“Then,” said Mrs. Agar, “that was a murder?”
She was looking out of the window, towards the stone terrace, already conscious that the scene that she had witnessed there would never be effaced from her memory while she had life.
After a little pause Mark Ruthine spoke.
“No,” he answered, “it was not that. Your son was not responsible for his actions when he did it. I think I can prove that. I do not yet know what it was. It was very singular. I think it was some sort of mental aberration—temporary, I hope, and think.
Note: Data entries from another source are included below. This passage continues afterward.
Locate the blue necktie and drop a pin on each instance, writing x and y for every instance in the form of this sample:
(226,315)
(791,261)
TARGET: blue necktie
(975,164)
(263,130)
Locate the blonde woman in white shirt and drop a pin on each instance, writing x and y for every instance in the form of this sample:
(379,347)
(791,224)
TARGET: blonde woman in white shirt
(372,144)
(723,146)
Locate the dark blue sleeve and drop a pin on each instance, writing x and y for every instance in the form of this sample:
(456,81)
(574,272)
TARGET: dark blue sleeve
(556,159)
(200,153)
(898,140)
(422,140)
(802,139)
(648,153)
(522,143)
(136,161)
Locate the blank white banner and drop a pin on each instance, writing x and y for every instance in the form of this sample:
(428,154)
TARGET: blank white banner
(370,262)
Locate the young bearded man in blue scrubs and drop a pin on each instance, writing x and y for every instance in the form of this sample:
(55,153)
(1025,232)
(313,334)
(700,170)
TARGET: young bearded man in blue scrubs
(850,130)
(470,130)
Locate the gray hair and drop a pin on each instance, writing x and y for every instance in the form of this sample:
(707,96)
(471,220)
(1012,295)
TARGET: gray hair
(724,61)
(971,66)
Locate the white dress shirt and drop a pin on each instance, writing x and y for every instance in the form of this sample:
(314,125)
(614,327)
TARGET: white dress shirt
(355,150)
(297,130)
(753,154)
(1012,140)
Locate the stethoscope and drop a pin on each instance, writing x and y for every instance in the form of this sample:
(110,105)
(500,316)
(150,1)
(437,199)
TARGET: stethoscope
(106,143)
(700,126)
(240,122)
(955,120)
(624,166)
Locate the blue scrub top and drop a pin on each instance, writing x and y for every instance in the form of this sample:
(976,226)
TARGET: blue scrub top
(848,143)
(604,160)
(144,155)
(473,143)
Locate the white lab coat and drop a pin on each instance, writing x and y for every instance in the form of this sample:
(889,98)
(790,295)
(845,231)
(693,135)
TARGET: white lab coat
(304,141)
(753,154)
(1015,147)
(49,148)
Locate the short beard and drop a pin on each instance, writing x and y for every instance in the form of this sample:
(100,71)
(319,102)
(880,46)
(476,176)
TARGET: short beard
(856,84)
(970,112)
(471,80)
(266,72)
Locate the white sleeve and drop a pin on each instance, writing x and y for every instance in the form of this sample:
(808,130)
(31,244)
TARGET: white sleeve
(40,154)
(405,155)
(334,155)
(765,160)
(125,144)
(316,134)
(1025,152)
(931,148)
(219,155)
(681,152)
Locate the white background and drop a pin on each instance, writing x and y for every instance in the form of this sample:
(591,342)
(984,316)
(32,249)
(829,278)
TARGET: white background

We will see when he recovers himself—when the circulation is restored.”
While he spoke he continued to examine his patient. He spoke in his natural tone, without attempting to lower his voice, for he knew that Arthur Agar had no comprehension of things terrestrial at that time.
“It was not,” he went on, “the action of a sane man. Besides, he could not have done it. In his right mind he could not have killed Seymour Michael, who was a strong man. As it is, I think that there was some sort of paralysis in Seymour Michael—a paralysis of fear. He seemed too frightened to attempt to defend himself. Besides, why should your son do it?”
“He was born hating him.”
Mark Ruthine slowly turned, still upon his knees. He rose, and in his dark face there was that strange eagerness again, like the eagerness of a sportsman approaching some unknown quarry in the jungle.
“What do you mean, Mrs. Agar?” he asked.
“I mean that he was born with a hatred for that man stronger than anything that was in him. His soul was given to him full of hate for Seymour Michael. Such things are when a woman bears a child in the midst of great passion.”